Estrogen upregulates MICA/B expression in human non-small cell lung cancer through the regulation of ADAM17

Jing Ren 1,4, Yunzhong Nie 1,4, Mingming Lv 1, Sunan Shen 1,2, Ruijing Tang 1, Yujun Xu 1, Yayi Hou 1,2, Shuli Zhao 3, Tingting Wang 1,2
PMCID: PMC4716616  PMID: 25363527

Abstract

Estrogen is involved in promoting lung cancer cell division and metastasis. MICA and MICB function as ligands for NKG2D, an important immunoreceptor expressed on natural killer (NK) cells. However, whether estrogen regulates MICA/B expression and affects tumor immune escape remains unknown. In this study, we measured the mRNA levels of MICA, MICB and ADAM17in non-small cell lung cancer (NSCLC) cell lines treated with estrogen. Surface expression of MICA/B on LTEP-a2 and A549 was detected using flow cytometry. We demonstrate that both mRNA and secretory protein levels of MICA/B in lung adenocarcinoma cell lines were upregulated by estradiol. Estradiol enhanced the expression of ADAM17, which was associated with the secretion of MICA/B. This secretion of MICA/B downregulated the NKG2D receptor on the surface of NK92 cells and impaired the cytotoxic activity of NK cells. Estradiol enhanced the expression of ADAM17, which was associated with the secretion of MICA/B. Furthermore, a significant correlation between the concentration of estradiol and the expression of MICA was found in tumor tissues of NSCLC patients. Therefore, we conclude that estrogen can regulate the expression and secretion of MICA/B through ADAM17, which helps lung cancer cells escape NKG2D-mediated immune surveillance.

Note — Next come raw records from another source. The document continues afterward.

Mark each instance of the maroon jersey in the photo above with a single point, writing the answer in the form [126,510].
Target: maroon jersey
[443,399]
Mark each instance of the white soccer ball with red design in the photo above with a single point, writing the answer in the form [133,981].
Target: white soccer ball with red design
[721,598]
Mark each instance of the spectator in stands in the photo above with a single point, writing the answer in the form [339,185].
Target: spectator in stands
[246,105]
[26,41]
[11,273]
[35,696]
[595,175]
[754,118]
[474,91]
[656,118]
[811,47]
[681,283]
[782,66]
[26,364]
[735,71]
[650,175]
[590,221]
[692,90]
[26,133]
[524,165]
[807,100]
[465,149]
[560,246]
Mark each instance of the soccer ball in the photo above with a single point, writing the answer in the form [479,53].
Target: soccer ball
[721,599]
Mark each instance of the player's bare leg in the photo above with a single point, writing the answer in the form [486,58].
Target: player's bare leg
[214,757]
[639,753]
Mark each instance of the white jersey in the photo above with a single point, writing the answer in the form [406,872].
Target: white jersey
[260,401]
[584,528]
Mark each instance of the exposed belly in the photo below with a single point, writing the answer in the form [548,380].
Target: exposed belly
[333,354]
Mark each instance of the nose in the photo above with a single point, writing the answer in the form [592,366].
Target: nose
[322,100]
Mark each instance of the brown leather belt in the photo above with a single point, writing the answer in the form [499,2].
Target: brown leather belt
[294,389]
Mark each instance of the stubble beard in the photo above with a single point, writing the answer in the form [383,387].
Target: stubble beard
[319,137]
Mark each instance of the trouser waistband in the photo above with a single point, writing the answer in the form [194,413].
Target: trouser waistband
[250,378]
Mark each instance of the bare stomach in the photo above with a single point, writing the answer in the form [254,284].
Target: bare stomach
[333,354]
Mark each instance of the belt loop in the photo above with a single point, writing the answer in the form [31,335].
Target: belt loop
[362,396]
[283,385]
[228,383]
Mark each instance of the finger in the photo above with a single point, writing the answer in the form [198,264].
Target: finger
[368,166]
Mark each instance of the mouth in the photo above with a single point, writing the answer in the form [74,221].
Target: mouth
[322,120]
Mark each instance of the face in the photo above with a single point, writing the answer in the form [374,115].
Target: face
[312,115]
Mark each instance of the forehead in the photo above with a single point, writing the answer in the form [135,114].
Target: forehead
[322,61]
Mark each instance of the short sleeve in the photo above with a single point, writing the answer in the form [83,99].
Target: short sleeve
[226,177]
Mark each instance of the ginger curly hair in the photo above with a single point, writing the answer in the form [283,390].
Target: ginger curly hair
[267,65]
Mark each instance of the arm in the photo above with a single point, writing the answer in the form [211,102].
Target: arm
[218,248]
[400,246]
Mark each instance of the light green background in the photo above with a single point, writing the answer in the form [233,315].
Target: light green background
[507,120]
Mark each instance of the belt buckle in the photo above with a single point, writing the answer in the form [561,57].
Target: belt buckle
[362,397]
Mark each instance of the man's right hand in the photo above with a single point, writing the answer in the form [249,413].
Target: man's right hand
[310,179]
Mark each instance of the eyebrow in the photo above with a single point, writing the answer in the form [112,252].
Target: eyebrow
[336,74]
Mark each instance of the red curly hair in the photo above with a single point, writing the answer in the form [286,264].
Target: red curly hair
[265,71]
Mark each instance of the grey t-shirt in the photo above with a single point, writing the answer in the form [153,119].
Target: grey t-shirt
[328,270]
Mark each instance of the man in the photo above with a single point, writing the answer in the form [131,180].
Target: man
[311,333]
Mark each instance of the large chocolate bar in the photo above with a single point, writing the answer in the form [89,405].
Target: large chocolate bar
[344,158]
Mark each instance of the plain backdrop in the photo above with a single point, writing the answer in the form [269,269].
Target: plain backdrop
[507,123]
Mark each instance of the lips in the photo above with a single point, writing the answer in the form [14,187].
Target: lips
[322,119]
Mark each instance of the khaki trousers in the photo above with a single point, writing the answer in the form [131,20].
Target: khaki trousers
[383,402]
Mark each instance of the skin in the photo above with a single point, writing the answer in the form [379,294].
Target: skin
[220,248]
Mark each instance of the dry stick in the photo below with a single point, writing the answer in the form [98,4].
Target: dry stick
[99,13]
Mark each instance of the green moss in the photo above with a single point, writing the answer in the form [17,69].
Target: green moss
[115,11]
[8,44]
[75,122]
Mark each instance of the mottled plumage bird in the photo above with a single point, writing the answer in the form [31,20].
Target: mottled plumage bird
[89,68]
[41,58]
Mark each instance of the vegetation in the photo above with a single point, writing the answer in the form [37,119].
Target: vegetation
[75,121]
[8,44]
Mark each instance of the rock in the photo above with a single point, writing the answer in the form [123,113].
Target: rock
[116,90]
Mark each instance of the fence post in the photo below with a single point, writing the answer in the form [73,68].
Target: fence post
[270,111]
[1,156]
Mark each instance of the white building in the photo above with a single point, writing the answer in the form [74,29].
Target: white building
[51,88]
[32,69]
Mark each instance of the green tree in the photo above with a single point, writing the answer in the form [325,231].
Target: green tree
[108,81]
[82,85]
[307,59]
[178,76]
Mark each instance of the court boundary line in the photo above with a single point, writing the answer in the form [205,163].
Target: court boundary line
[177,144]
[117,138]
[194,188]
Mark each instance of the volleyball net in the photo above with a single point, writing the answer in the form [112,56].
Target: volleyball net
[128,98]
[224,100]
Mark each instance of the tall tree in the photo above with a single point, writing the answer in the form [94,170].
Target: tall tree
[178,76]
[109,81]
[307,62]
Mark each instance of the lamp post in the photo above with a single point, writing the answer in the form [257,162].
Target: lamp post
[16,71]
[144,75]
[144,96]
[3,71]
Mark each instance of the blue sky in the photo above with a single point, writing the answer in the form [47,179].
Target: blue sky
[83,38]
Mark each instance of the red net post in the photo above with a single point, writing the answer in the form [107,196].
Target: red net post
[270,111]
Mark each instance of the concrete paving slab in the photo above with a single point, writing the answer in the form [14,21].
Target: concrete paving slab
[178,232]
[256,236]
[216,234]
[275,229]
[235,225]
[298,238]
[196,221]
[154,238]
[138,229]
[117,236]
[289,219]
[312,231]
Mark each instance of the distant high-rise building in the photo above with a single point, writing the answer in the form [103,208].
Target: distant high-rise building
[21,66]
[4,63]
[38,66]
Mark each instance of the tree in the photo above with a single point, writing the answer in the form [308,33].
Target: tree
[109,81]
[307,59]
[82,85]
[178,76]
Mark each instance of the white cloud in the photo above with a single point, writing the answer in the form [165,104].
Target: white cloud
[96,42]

Keywords: ADAM17, estradiol, MICA, MICB, tumor immune escape

Introduction

Lung cancer is the leading cause of cancer death worldwide.1 While most lung cancers develop as a result of smoking,2 some do not. Women appear to have a higher risk of non-small cell lung cancer (NSCLC) than men among the non-smoking population.3 The reason for this phenomenon is still unclear; however, some evidence has shown that estrogen and the estrogen signaling pathway play a critical role in the development and pathogenesis of lung cancer.4 Estrogen receptors (ERα and ERβ) are widely expressed in normal lung tissue and NSCLC tissue.5,6,7 17β-estradiol can activate p44/p42 mitogen activated protein kinase and increase the proliferation of NSCLC cells.8,9 Moreover, aromatase, an estrogen synthetase, is also detected in NSCLC tissues, and lower levels of aromatase are predictive of a greater chance of survival in women with NSCLC.10 Our previous study indicated that ERβ was highly expressed on the tumors of NSCLC patients and silencing the expression of ERβ could inhibit the growth of NSCLC cells in vivo.11 However, the role estrogen plays in the development of lung cancers, especially in the immune surveillance of tumors, is still unclear.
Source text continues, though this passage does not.